素面ではダメでも、酔うと頭に入る本もあるのでございます。
記憶できるかどーかは別の話であります。

が、面白いのは、そのまま寝入ると、不思議な夢を見るという点でございましょうか。
夢のメカニズムがどーなっているかは分かりませぬが、難しい書物を目にした後の夢は、バカにエロチックなのでございます。

目覚めたとき、となりのお女性を虚しく手探るのでありますが、「ああ、夢だったか」と納得するまでに、しばしの時間が必要になりますです。が、指先には柔らかな肌の感触が残っておりまして、その指の傍らには小難しい書物。

目的を達成する時、その目標を考えているうちは容易に達成することは出来ないのと同じかもしれません。私メだけかと思っておりましたが、どうやら、それは案外、多くの皆様にも共通した開運の条件ではないかと、最近になって気がつきましたです。
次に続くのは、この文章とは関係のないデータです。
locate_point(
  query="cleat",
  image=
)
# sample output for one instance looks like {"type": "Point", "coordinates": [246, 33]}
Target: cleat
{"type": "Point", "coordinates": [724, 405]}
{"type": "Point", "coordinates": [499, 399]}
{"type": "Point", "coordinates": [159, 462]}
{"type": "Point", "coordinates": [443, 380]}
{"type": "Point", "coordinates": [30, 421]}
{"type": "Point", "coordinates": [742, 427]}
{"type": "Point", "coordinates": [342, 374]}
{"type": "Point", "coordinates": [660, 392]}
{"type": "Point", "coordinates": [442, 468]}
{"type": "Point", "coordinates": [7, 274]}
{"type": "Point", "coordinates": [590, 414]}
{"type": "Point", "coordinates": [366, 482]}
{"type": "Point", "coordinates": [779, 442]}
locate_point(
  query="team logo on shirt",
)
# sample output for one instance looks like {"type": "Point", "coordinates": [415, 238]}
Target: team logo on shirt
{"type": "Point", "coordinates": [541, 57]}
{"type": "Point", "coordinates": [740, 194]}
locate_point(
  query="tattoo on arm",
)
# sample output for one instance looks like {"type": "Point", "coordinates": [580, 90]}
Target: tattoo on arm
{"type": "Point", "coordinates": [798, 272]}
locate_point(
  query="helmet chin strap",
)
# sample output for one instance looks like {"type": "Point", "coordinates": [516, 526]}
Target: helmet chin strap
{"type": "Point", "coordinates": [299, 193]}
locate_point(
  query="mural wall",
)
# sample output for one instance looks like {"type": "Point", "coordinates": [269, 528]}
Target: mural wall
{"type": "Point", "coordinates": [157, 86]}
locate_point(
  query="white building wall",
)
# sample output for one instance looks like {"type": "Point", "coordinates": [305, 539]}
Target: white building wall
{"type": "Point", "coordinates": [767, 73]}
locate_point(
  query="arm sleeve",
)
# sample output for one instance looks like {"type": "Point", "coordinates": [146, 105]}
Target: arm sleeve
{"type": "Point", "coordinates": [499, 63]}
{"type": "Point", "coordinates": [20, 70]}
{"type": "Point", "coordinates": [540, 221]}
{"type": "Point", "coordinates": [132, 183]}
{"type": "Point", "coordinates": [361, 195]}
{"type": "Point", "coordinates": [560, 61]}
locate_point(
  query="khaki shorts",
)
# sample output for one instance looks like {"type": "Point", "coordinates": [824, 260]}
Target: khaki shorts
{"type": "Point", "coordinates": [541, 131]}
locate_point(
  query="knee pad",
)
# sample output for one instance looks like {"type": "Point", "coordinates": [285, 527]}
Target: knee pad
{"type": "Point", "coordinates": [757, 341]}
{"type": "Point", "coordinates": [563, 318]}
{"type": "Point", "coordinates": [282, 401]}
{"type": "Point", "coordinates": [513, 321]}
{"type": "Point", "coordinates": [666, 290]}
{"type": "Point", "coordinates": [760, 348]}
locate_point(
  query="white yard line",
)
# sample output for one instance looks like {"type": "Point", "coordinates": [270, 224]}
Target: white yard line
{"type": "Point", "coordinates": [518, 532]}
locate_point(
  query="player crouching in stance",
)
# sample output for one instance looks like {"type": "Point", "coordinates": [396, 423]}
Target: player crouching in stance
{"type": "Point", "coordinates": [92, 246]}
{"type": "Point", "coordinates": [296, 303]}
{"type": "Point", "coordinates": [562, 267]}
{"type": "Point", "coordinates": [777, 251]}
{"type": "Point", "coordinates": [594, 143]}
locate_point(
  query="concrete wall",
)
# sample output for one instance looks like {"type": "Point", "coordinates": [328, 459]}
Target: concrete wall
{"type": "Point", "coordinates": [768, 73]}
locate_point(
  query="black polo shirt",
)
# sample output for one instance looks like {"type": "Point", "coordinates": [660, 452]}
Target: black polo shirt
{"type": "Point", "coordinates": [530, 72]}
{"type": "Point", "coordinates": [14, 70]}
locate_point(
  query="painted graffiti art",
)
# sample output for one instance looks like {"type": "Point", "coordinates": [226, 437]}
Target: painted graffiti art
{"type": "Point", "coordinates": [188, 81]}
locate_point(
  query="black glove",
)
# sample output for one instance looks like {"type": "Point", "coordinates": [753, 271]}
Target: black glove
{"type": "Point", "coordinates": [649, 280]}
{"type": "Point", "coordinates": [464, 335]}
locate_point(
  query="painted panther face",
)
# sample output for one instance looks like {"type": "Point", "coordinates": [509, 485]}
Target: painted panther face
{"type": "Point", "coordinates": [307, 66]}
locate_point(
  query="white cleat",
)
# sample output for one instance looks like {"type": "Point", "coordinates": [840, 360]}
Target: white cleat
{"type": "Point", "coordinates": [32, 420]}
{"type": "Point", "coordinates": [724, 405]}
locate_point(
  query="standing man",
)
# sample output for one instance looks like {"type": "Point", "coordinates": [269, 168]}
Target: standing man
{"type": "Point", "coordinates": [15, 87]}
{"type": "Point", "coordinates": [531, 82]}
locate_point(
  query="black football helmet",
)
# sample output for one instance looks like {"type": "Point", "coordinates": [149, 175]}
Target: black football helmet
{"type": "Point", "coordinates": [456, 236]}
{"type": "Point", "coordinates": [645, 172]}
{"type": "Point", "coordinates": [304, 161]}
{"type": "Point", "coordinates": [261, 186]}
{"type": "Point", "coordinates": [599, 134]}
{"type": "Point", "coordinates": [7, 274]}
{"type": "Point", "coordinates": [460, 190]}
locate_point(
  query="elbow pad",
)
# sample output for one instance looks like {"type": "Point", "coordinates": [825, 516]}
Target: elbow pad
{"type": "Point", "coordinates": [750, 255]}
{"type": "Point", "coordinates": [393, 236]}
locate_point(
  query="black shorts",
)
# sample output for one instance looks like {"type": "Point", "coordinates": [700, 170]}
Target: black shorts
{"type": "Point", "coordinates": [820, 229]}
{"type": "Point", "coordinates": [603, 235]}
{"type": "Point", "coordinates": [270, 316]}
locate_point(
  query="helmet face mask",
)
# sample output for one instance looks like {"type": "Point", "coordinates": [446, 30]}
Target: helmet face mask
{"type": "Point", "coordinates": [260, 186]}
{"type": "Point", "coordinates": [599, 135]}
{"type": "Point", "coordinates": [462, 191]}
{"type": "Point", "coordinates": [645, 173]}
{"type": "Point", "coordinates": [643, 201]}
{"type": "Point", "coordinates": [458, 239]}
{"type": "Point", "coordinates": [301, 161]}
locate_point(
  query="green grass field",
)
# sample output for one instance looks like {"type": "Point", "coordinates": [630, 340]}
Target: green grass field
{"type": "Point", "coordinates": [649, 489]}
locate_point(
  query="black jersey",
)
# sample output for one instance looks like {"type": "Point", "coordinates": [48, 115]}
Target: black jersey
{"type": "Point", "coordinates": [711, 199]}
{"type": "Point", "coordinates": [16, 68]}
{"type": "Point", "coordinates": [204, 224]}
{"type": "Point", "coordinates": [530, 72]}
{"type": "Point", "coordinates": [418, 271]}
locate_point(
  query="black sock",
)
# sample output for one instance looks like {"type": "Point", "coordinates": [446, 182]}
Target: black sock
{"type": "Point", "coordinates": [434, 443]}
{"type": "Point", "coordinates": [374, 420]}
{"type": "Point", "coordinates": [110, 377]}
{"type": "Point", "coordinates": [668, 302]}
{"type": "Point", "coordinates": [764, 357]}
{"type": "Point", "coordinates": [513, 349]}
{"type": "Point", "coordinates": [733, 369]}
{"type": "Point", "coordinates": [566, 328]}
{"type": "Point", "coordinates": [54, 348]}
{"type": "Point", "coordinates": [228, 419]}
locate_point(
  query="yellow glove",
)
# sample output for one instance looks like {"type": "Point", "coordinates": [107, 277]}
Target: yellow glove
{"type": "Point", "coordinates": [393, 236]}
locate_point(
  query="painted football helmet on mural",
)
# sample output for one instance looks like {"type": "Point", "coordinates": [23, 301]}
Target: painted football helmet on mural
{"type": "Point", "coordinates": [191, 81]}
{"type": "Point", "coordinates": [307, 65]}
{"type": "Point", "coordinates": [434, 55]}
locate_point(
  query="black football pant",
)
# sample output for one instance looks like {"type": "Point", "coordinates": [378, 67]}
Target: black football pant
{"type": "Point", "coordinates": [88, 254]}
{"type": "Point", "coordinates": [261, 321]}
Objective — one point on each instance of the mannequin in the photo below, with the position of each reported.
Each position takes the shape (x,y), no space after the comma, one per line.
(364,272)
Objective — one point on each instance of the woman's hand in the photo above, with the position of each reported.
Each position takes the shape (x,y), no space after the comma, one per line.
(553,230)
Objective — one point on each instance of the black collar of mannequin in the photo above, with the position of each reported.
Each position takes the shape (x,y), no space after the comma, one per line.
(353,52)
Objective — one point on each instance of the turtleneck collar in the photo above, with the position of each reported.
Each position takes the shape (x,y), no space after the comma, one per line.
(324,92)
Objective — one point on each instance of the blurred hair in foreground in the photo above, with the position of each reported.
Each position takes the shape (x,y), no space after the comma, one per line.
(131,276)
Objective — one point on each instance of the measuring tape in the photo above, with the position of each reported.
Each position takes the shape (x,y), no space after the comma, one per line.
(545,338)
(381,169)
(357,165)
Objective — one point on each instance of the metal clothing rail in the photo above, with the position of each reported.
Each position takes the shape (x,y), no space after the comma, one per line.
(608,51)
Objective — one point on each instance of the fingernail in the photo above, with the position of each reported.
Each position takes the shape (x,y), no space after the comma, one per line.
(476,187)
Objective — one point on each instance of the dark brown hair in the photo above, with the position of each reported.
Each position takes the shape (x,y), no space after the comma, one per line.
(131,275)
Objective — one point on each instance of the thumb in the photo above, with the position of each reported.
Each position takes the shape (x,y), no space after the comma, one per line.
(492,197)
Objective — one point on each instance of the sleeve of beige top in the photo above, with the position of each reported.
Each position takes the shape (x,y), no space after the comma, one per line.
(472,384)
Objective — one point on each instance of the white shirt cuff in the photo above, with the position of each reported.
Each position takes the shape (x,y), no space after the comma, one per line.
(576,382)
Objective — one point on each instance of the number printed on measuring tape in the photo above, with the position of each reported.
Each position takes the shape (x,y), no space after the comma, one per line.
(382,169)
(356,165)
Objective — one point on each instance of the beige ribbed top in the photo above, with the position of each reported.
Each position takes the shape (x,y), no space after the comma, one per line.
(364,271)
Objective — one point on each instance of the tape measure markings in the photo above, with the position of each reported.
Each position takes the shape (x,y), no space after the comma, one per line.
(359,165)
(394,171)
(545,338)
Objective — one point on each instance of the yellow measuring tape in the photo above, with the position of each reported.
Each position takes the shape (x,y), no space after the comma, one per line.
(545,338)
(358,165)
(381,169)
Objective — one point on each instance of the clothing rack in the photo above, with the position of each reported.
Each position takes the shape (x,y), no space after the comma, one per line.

「絶対に、アレを達成してやる」と意気込んでいては、まず無理なのであります。
「どーでもいいや」と諦めかけた時、あれほど困難だった目的が容易く叶うものでございます。
難しい書物を読むと、エロな夢を見られるように。

洋酒をボトルごと呷りながら、私メは打ち始めたメールを消すのでございます。積極的に自分が動けば、それは叶わないという断易の原則を思い出して。
酔いのためにグラつきかけた頭を、目を閉じて、つまりメールからも書物からも切り離し、目を閉じたとき、遠く神楽坂のワインバーの、ワイングラスに透ける赤い指先の動きが見えるのでございます。
すでに夢に入りかけているのかもしれませんです。